Capital venue is off to a flyer

Quality is king at Edinburgh’s Forage and Chatter

By Matthew Lynas

DESPITE being one of the more recent additions to Edinburgh’s dining scene, Forage and Chatter on Alva Street has already built up a bit of a reputation.

• Forage: McNeil (left) and team.

The venue sits tantalisingly close to the top of the city’s Trip Advisor rankings with bookings filling up the former Edinburgh Larder Bistro site.
For owner Cameron McNeil, the ingredients to his venue’s early success are easily identifiable.
“I think there’s three things to that,” McNeil told SLTN.

“Quality and price point are two of them but [creating a] relaxed dining atmosphere rather than having to go somewhere with table linen and have a stuffy surrounding where no one speaks.
“That is the difference.
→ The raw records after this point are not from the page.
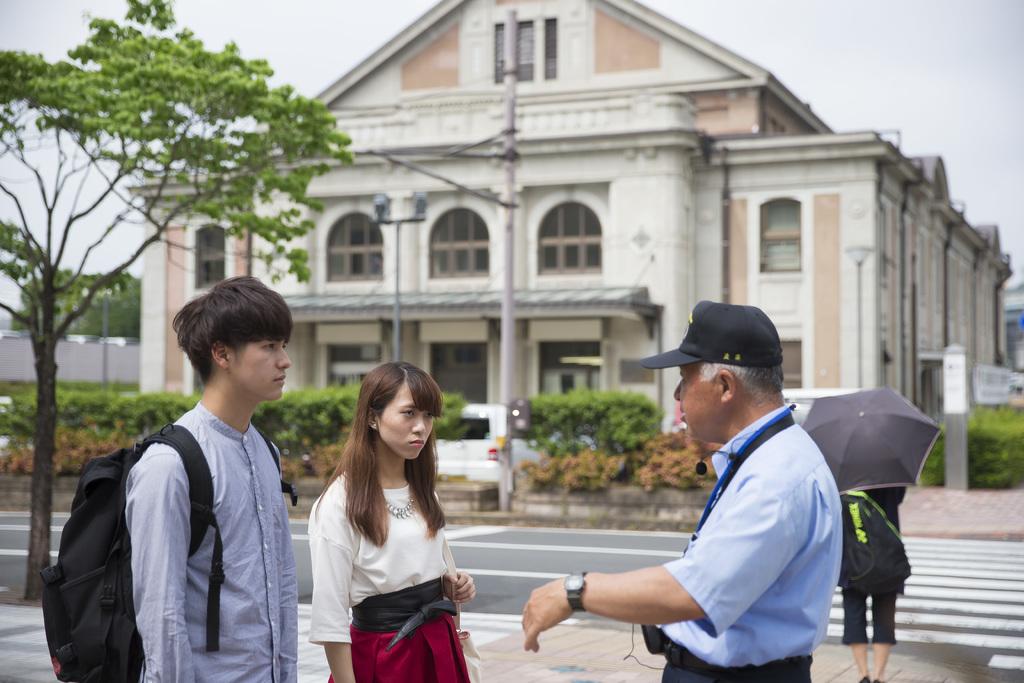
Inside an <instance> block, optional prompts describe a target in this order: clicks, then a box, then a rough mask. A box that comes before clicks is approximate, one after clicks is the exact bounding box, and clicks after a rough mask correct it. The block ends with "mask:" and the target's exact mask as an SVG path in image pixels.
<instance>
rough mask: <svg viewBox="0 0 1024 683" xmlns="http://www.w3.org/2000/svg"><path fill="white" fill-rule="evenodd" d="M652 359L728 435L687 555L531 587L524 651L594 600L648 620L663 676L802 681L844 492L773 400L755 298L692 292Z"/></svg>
mask: <svg viewBox="0 0 1024 683" xmlns="http://www.w3.org/2000/svg"><path fill="white" fill-rule="evenodd" d="M642 362H643V365H644V366H645V367H647V368H671V367H678V368H679V373H680V376H681V380H680V382H679V386H678V387H677V388H676V394H675V396H676V399H677V400H679V401H680V407H681V409H682V413H683V419H684V420H685V421H686V423H687V425H688V429H689V432H690V434H691V435H692V436H693V437H694V438H696V439H699V440H702V441H706V442H710V443H722V444H723V446H722V447H721V449H720V450H719V451H718V452H717V453H716V454H715V455H714V456H713V458H712V462H713V465H714V467H715V471H716V473H717V474H718V477H719V479H718V483H717V484H716V486H715V489H714V490H713V493H712V495H711V497H710V500H709V502H708V506H707V508H706V509H705V512H703V514H702V516H701V519H700V521H699V523H698V524H697V530H696V532H695V533H694V535H693V537H692V539H691V540H690V544H689V546H688V547H687V549H686V551H685V552H684V554H683V556H682V557H680V558H679V559H677V560H673V561H671V562H668V563H667V564H665V565H663V566H658V567H649V568H646V569H639V570H636V571H628V572H623V573H616V574H605V573H597V572H590V573H586V572H583V573H580V574H571V575H569V577H568V578H566V579H565V580H564V581H562V580H556V581H554V582H552V583H550V584H547V585H546V586H543V587H541V588H539V589H537V590H536V591H534V593H532V595H531V596H530V599H529V602H527V603H526V606H525V608H524V609H523V630H524V632H525V647H526V649H530V650H535V651H536V650H537V649H538V648H539V643H538V636H539V635H540V633H541V632H543V631H545V630H547V629H550V628H551V627H553V626H555V625H556V624H558V623H559V622H561V621H563V620H564V618H566V617H567V616H569V615H570V614H571V613H572V611H573V610H583V609H586V610H587V611H591V612H593V613H596V614H600V615H602V616H606V617H609V618H613V620H616V621H622V622H628V623H632V624H660V625H662V626H660V629H655V628H653V627H644V630H645V633H644V635H645V639H646V640H647V641H648V647H653V649H652V651H657V650H662V651H664V653H665V656H666V668H665V673H664V675H663V678H662V680H663V683H677V682H687V683H689V682H692V683H707V682H709V681H723V682H728V681H758V682H759V683H774V682H778V683H783V682H784V683H801V682H807V683H809V682H810V680H811V678H810V666H811V657H810V654H811V652H812V651H813V650H814V648H816V647H817V646H818V645H819V644H820V643H821V641H822V640H824V638H825V633H826V630H827V626H828V611H829V608H830V606H831V597H833V593H834V591H835V587H836V583H837V580H838V579H839V569H840V561H841V557H842V544H843V533H842V522H841V517H840V499H839V492H838V490H837V489H836V482H835V480H834V478H833V475H831V473H830V472H829V470H828V466H827V465H826V464H825V462H824V459H823V458H822V456H821V452H820V451H819V450H818V447H817V446H816V445H815V443H814V442H813V441H812V440H811V438H810V437H809V436H808V435H807V433H806V432H804V430H803V429H801V428H800V427H799V426H797V425H795V424H794V423H793V419H792V416H791V415H790V409H788V408H786V407H784V405H783V404H782V394H781V391H782V347H781V343H780V342H779V338H778V333H777V332H776V330H775V326H774V325H773V324H772V323H771V321H770V319H769V318H768V316H767V315H765V313H764V312H763V311H761V310H760V309H759V308H756V307H754V306H739V305H730V304H722V303H714V302H710V301H701V302H700V303H698V304H697V305H696V307H695V308H694V309H693V311H692V313H690V324H689V328H688V329H687V331H686V336H685V337H684V338H683V341H682V344H680V346H679V348H678V349H672V350H670V351H667V352H665V353H660V354H658V355H655V356H651V357H649V358H645V359H644V360H643V361H642Z"/></svg>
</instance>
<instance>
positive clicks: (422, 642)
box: [328, 614, 470, 683]
mask: <svg viewBox="0 0 1024 683" xmlns="http://www.w3.org/2000/svg"><path fill="white" fill-rule="evenodd" d="M350 632H351V634H352V669H353V671H354V673H355V680H356V683H398V682H400V683H470V681H469V672H467V671H466V659H465V658H464V657H463V655H462V643H461V642H460V641H459V635H458V633H457V632H456V630H455V622H453V621H452V616H451V615H450V614H442V615H441V616H440V617H439V618H435V620H433V621H431V622H427V623H426V624H424V625H423V626H421V627H420V628H419V629H417V630H416V632H414V633H413V635H412V636H410V637H408V638H403V639H401V640H399V641H398V642H397V643H395V645H394V647H392V648H391V649H390V650H389V651H385V649H384V648H385V647H387V644H388V642H389V641H390V640H391V638H392V637H393V636H394V634H395V632H394V631H392V632H390V633H374V632H372V631H360V630H358V629H356V628H355V627H354V626H353V627H350ZM328 683H334V677H333V676H332V677H331V678H330V679H328Z"/></svg>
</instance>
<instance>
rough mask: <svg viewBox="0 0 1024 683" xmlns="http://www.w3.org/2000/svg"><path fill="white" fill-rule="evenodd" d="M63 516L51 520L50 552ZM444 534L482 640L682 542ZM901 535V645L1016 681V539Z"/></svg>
mask: <svg viewBox="0 0 1024 683" xmlns="http://www.w3.org/2000/svg"><path fill="white" fill-rule="evenodd" d="M65 519H66V516H62V517H56V518H55V519H54V533H53V536H54V549H55V548H56V544H57V542H58V538H59V531H60V525H61V524H62V523H63V520H65ZM305 530H306V529H305V522H294V523H293V525H292V531H293V541H294V543H295V554H296V558H297V564H298V573H299V593H300V601H301V602H308V601H309V596H310V592H311V589H312V585H311V578H310V569H309V551H308V543H307V539H306V536H305ZM449 539H450V541H451V544H452V547H453V551H454V553H455V556H456V561H457V562H458V563H459V565H460V568H464V569H466V570H467V571H469V572H470V573H472V574H473V577H474V578H475V580H476V586H477V598H476V600H474V602H473V603H472V604H471V605H470V606H469V609H471V610H472V614H471V618H472V621H473V622H474V623H475V624H476V625H477V626H476V628H477V631H474V638H478V637H479V636H483V637H484V638H485V639H486V638H498V637H501V636H504V635H507V634H509V633H515V632H516V631H517V629H518V625H517V621H516V618H515V615H516V614H518V613H519V612H520V610H521V609H522V605H523V602H524V601H525V599H526V598H527V596H528V595H529V592H530V591H531V590H532V589H534V588H536V587H538V586H540V585H541V584H543V583H545V582H547V581H550V580H551V579H554V578H557V577H561V575H564V574H566V573H569V572H571V571H574V570H582V569H587V570H593V571H622V570H627V569H634V568H639V567H643V566H649V565H652V564H658V563H660V562H665V561H667V560H669V559H671V558H673V557H677V556H678V554H679V552H680V551H681V549H682V548H684V547H685V545H686V536H685V535H681V533H664V532H662V533H658V532H645V531H588V530H580V529H539V528H517V527H505V526H468V527H452V528H450V529H449ZM905 541H906V545H907V552H908V554H909V556H910V562H911V565H912V566H913V575H912V577H911V579H910V580H909V581H908V582H907V588H906V594H905V596H903V597H902V598H901V599H900V600H899V602H898V612H897V640H899V641H900V645H899V647H900V651H902V652H906V653H912V654H913V655H915V656H920V657H922V658H926V659H928V660H930V661H934V663H942V664H943V665H944V666H948V668H949V669H950V670H951V671H961V672H965V673H968V674H976V675H978V676H981V678H979V679H978V680H994V681H1002V680H1006V681H1012V680H1021V672H1022V671H1024V543H1012V542H993V541H957V540H938V539H921V538H907V539H905ZM27 543H28V515H27V514H25V513H13V512H11V513H0V588H2V589H3V590H10V591H20V589H22V585H23V581H24V572H25V558H26V550H25V549H26V547H27ZM580 618H581V620H590V618H595V617H593V616H591V615H589V614H581V615H580ZM842 624H843V614H842V602H841V599H840V596H839V594H838V593H837V594H836V596H835V599H834V603H833V611H831V614H830V618H829V626H828V635H829V642H834V643H838V642H839V637H840V636H841V635H842ZM480 630H482V631H483V633H480ZM478 634H479V635H478Z"/></svg>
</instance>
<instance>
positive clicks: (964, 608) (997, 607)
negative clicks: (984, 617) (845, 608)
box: [833, 593, 1024, 617]
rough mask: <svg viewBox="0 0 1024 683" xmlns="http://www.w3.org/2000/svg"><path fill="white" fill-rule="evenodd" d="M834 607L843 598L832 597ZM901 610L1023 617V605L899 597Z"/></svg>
mask: <svg viewBox="0 0 1024 683" xmlns="http://www.w3.org/2000/svg"><path fill="white" fill-rule="evenodd" d="M833 604H834V605H842V604H843V596H842V595H841V594H840V593H837V594H836V595H834V596H833ZM902 609H922V610H928V611H933V612H941V611H952V612H959V613H963V614H991V615H998V616H1022V617H1024V605H1015V604H1009V603H997V602H957V601H955V600H920V599H916V598H907V597H903V596H900V598H899V599H898V600H897V601H896V613H899V612H900V610H902Z"/></svg>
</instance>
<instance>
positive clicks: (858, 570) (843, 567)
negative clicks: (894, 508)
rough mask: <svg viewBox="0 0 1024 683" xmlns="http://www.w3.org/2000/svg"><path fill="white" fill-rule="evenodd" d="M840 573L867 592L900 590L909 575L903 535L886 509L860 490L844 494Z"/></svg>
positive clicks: (909, 561) (857, 586)
mask: <svg viewBox="0 0 1024 683" xmlns="http://www.w3.org/2000/svg"><path fill="white" fill-rule="evenodd" d="M840 498H841V499H842V502H843V577H845V578H846V582H847V586H848V587H849V588H853V589H856V590H858V591H860V592H861V593H864V594H867V595H878V594H882V593H891V592H893V591H896V590H899V588H900V587H901V586H902V585H903V582H904V581H906V580H907V578H908V577H909V575H910V561H909V560H908V559H907V557H906V549H905V548H904V547H903V539H902V538H901V537H900V535H899V530H898V529H897V528H896V527H895V526H894V525H893V523H892V522H890V521H889V518H888V517H887V516H886V513H885V511H884V510H883V509H882V507H881V506H880V505H879V504H878V503H876V502H874V501H873V500H871V498H870V497H869V496H868V495H867V494H865V493H864V492H862V490H852V492H848V493H846V494H843V495H842V496H841V497H840Z"/></svg>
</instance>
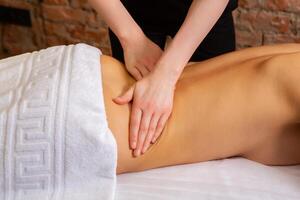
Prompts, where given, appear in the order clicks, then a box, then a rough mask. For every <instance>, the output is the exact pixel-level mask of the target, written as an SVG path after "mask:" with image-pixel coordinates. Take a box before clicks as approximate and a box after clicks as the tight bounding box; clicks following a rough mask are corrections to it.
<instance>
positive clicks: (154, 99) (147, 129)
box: [114, 70, 175, 156]
mask: <svg viewBox="0 0 300 200" xmlns="http://www.w3.org/2000/svg"><path fill="white" fill-rule="evenodd" d="M154 71H155V70H154ZM166 77H167V76H165V75H163V74H162V73H160V74H159V73H155V72H154V73H153V72H152V73H150V74H149V75H148V76H146V77H145V78H143V79H142V80H140V81H138V82H136V83H135V84H134V85H133V86H132V87H131V88H130V89H129V90H128V91H127V92H126V93H124V94H123V95H122V96H119V97H117V98H115V99H114V102H116V103H117V104H121V105H122V104H126V103H129V102H130V101H132V107H131V116H130V126H129V136H130V146H131V148H132V149H134V155H135V156H139V155H140V154H141V153H145V151H146V150H147V149H148V148H149V146H150V143H151V142H152V143H154V142H155V141H156V139H157V138H158V137H159V136H160V134H161V132H162V130H163V128H164V126H165V124H166V122H167V120H168V118H169V116H170V114H171V112H172V108H173V97H174V90H175V84H173V83H171V81H169V80H167V78H166Z"/></svg>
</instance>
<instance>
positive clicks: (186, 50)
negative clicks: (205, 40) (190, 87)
mask: <svg viewBox="0 0 300 200" xmlns="http://www.w3.org/2000/svg"><path fill="white" fill-rule="evenodd" d="M228 1H229V0H194V1H193V3H192V5H191V7H190V10H189V12H188V14H187V16H186V19H185V21H184V23H183V24H182V26H181V28H180V29H179V31H178V33H177V34H176V36H175V37H174V39H173V41H172V42H171V44H170V45H169V47H168V48H167V49H166V50H165V52H164V54H163V55H162V57H161V59H160V61H159V68H157V71H159V73H162V74H167V76H169V77H170V79H171V82H174V83H176V82H177V80H178V78H179V76H180V74H181V72H182V70H183V68H184V66H186V64H187V62H188V61H189V59H190V58H191V56H192V55H193V53H194V51H195V50H196V48H197V47H198V46H199V44H200V43H201V42H202V41H203V39H204V38H205V37H206V35H207V34H208V33H209V31H210V30H211V29H212V27H213V26H214V25H215V23H216V22H217V20H218V19H219V18H220V16H221V14H222V13H223V11H224V9H225V8H226V5H227V4H228Z"/></svg>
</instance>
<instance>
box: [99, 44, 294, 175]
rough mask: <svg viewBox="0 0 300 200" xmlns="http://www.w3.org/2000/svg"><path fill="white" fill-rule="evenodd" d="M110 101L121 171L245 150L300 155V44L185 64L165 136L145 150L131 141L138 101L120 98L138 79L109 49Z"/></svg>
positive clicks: (107, 105)
mask: <svg viewBox="0 0 300 200" xmlns="http://www.w3.org/2000/svg"><path fill="white" fill-rule="evenodd" d="M101 65H102V81H103V92H104V101H105V109H106V114H107V119H108V124H109V128H110V129H111V131H112V133H113V135H114V137H115V139H116V142H117V146H118V162H117V173H118V174H120V173H125V172H133V171H140V170H146V169H151V168H157V167H163V166H169V165H178V164H185V163H194V162H201V161H208V160H214V159H222V158H229V157H233V156H242V157H245V158H248V159H251V160H254V161H257V162H260V163H263V164H267V165H292V164H298V163H300V150H299V145H300V116H299V115H300V84H299V80H300V45H299V44H285V45H276V46H266V47H257V48H251V49H245V50H241V51H237V52H234V53H229V54H226V55H223V56H219V57H217V58H213V59H210V60H208V61H204V62H201V63H196V64H193V65H191V66H188V67H186V68H185V70H184V72H183V74H182V76H181V77H180V80H179V81H178V83H177V85H176V90H175V97H174V108H173V112H172V115H171V117H170V118H169V120H168V122H167V124H166V126H165V127H164V130H163V132H162V134H161V135H160V137H159V138H158V140H157V141H156V142H155V143H154V144H152V145H151V146H150V147H149V149H148V150H147V151H146V152H145V153H144V154H143V155H141V156H139V157H134V156H133V154H132V150H131V149H130V146H129V133H128V132H129V128H128V124H129V117H130V105H129V104H126V105H123V106H120V105H117V104H116V103H114V102H113V101H112V99H113V98H115V97H116V96H118V95H120V94H121V93H123V92H124V91H125V90H126V89H128V88H129V87H130V86H131V85H132V84H134V82H135V80H134V79H133V78H132V77H131V76H130V75H129V74H128V73H127V71H126V70H125V68H124V66H123V65H122V64H121V63H119V62H118V61H117V60H115V59H113V58H111V57H108V56H101Z"/></svg>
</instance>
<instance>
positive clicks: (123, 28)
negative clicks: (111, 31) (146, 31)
mask: <svg viewBox="0 0 300 200" xmlns="http://www.w3.org/2000/svg"><path fill="white" fill-rule="evenodd" d="M89 3H90V4H91V5H92V6H93V8H94V9H95V10H96V11H97V12H98V13H99V14H100V15H101V16H102V18H103V19H104V21H105V22H106V23H107V25H108V26H109V27H110V29H111V30H112V31H113V32H114V33H115V34H116V35H117V37H118V38H119V40H120V42H121V44H122V46H123V45H124V44H125V43H126V42H127V41H128V38H129V37H140V36H141V35H143V31H142V30H141V28H140V27H139V26H138V25H137V23H136V22H135V21H134V19H133V18H132V17H131V16H130V14H129V13H128V11H127V10H126V8H125V7H124V6H123V4H122V3H121V1H120V0H89Z"/></svg>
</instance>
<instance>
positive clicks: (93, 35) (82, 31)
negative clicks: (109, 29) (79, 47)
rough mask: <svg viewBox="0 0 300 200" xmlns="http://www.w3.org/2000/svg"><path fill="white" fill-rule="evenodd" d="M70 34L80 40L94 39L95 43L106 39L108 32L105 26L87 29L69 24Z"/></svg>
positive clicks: (71, 36) (105, 39)
mask: <svg viewBox="0 0 300 200" xmlns="http://www.w3.org/2000/svg"><path fill="white" fill-rule="evenodd" d="M68 31H69V33H70V36H71V37H73V38H76V39H79V40H82V41H85V42H87V41H90V42H91V41H94V42H97V43H103V42H105V41H106V40H107V39H108V36H107V35H108V33H107V29H106V28H99V29H88V28H85V27H84V26H70V27H68Z"/></svg>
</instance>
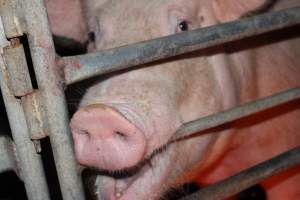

That is how the market is changing.”
Getting the atmosphere right was a high priority for McNeil when he picked up the keys to the Alva Street unit on August 24 last year.

With doors opening in October, McNeil drafted in his brother Nicholas Atterson, a former electrical mechanical engineer in the army, to lead the charge on the refit.
And there was no shortage of work to be done, with the venue “peeled back to nothing”, said McNeil.
On entering Forage and Chatter, guests can now be greeted at the custom-built bar by the front door while they wait for their table, the first new feature from a long list of renovations.

Bespoke fitted seating, complete with tartan cushions and hand stained and varnished tabletops line the walls of Forage and Chatter, while references to local sourcing can be seen throughout.

Whether it’s framed taxidermy butterflies, herbal foliage on the tables or paintings of various mushrooms and fungi, some of which can be found on the menu, the restaurant’s interior isn’t shy about sticking to a theme.
And it’s a theme that’s clear throughout, including in the restaurant’s conservatory-esque dining area, which is located through what would formerly have been the unit’s back steps and benefits from under-floor heating and a roof that keeps out the cold while letting in the light.

All of this is about creating the right atmosphere, according to McNeil, who reckons the dining experience is key to bringing customers through the door.
“Something that Gordon Ramsay said 15 years ago: always be looking with customers’ eyes and see what you’re doing,” said McNeil.

I put my heart and soul into it or I wouldn’t bother.

“You don’t want to be blowing your nose behind the bar, don’t be taking your phone out, because you don’t know what the guest sees.”
McNeil is no stranger to strict high standards; before starting out on his own with Forage and Chatter the restaurateur cut his teeth working at Robin Hutson’s Lime Wood Group.
In his half a decade working for the firm behind a number of luxury hotel, restaurant and spa venues south of the border, McNeil worked across almost all areas of the business – experience which he reckons has been useful for his new venture.

“There is certainly an advantage of having done every area,” he said.
“Even if we’re just talking about a restaurant specifically, having done housekeeping at a five star level you know how clean a room should be so you know how clean your restaurant should always be.
“Then obviously the food and beverage side, that excels because of a great passion for great service.”

McNeil definitely has a passion for great food and, having worked under Michelin-starred chef Angela Hartnett at the Lime Wood hotel, spa and restaurant in Lyndhurst, he’s been keen to replicate that quality of cooking in Edinburgh.
Local sourcing is at the heart of the Forage and Chatter menu, which offers Perthshire chicken breast, west coast hake and Scottish salmon, and McNeil said the dishes are presented to diners without any airs.

“There is no French terminology on my menu because we’re Scottish,” he said. “There’s no ‘creme brulee’, if there’s an English way to describe it we’ll describe it but there’s no French terminology.”
Serving up fine dining level food across two services over five days is not a low bar, and McNeil reckons he’s putting in 100 hours per week at the moment. And as things move forward at Forage and Chatter, that’s not something he can see changing.
“That’s what I’m used to,” he said. “Either I put my heart and soul into it 100% or I wouldn’t have bothered doing it.”